The Annals of Internal Medicine, on November 17, 2009 disclosed the new recommendations regarding breast cancer screening as described by the Centers for Disease Control (CDC) and Preventive Services Task Force. The recommendations are listed below.
The rating to the right refers to strength of recommendation. Rating is from A-D and I. A= highest recommendation – there’s a high certainty the benefits are substantial; D = lowest recommendation; I = insufficient or conflicting evidence.
No routine screening mammography in women from 40 to 49 years old. Individual risk factors must be taken into account. (C recommendation)
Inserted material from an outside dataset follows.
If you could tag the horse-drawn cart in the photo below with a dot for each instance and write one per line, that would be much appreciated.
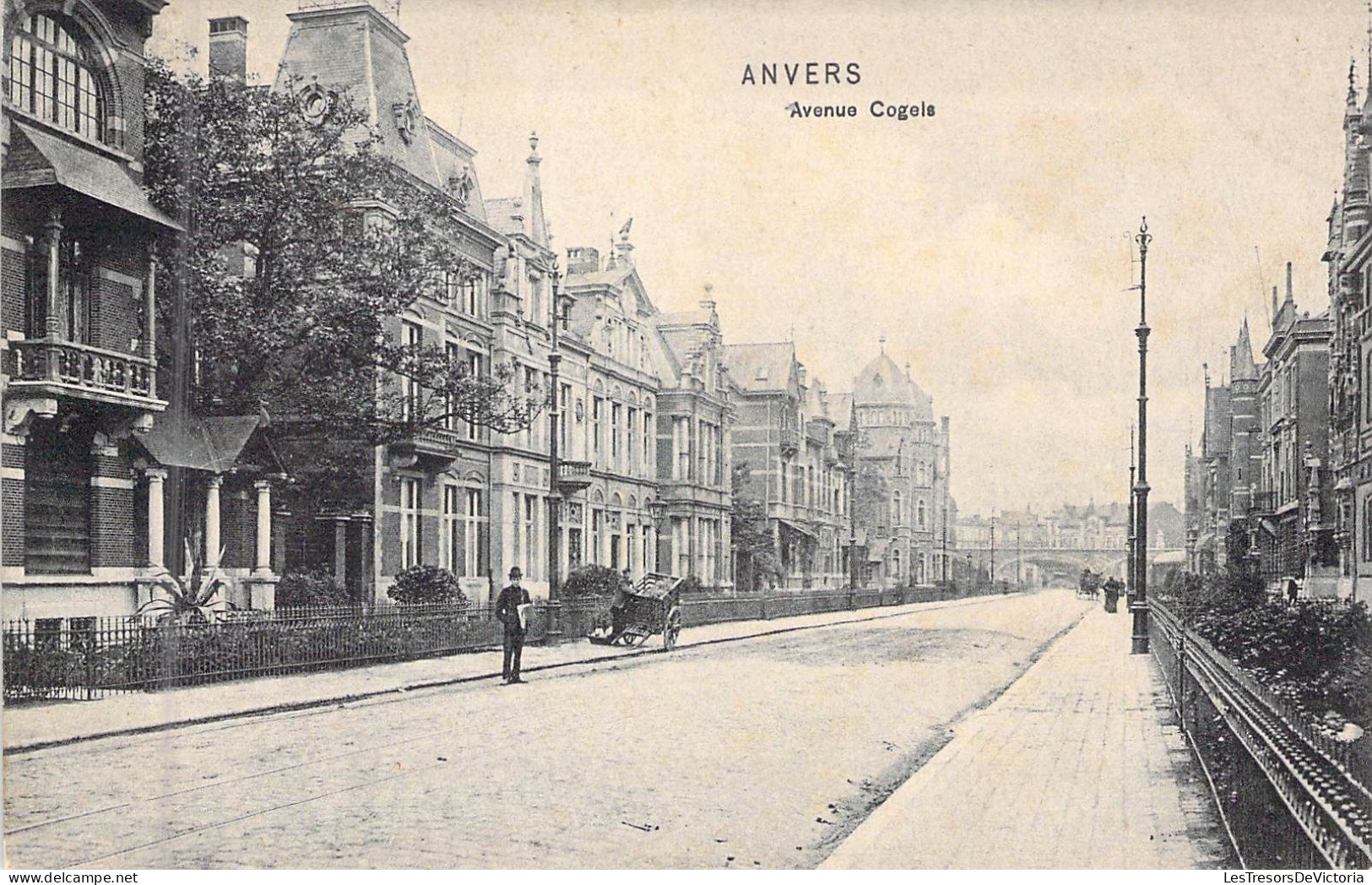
(645, 610)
Biennial screening mammography for women aged 50 to 74 years. (B recommendation)
No recommendations for women 75 years or older. (I recommendation)
Breast self-examination (BSE) is unnecessary. (D recommendation)
Clinical breast examination (CBE) is unnecessary in women 40 years or older. (I recommendation)
Digital mammography and magnetic resonance imaging (MRI) instead of film mammography as screening modalities for breast cancer are unwarranted. (I recommendation)
These new recommendations were based on numbers. The number that was prevalent in decision time was the “fact” that women younger than 50 account for less than 3% of all breast cancers which renders mammography not cost effective as a screening tool.
The main rumble in this discussion is that it erupted from a number/cost effectiveness perspective only, yet it has spurred many emotional discussions. To me, as a woman’s health advocate, I am inspired by the discussion as it brings tremendous awareness to the difference between what we do by rote, and what we do by choice. It’s one thing that guidelines have recommended women from the age 40 and over to automatically receive mammograms yearly.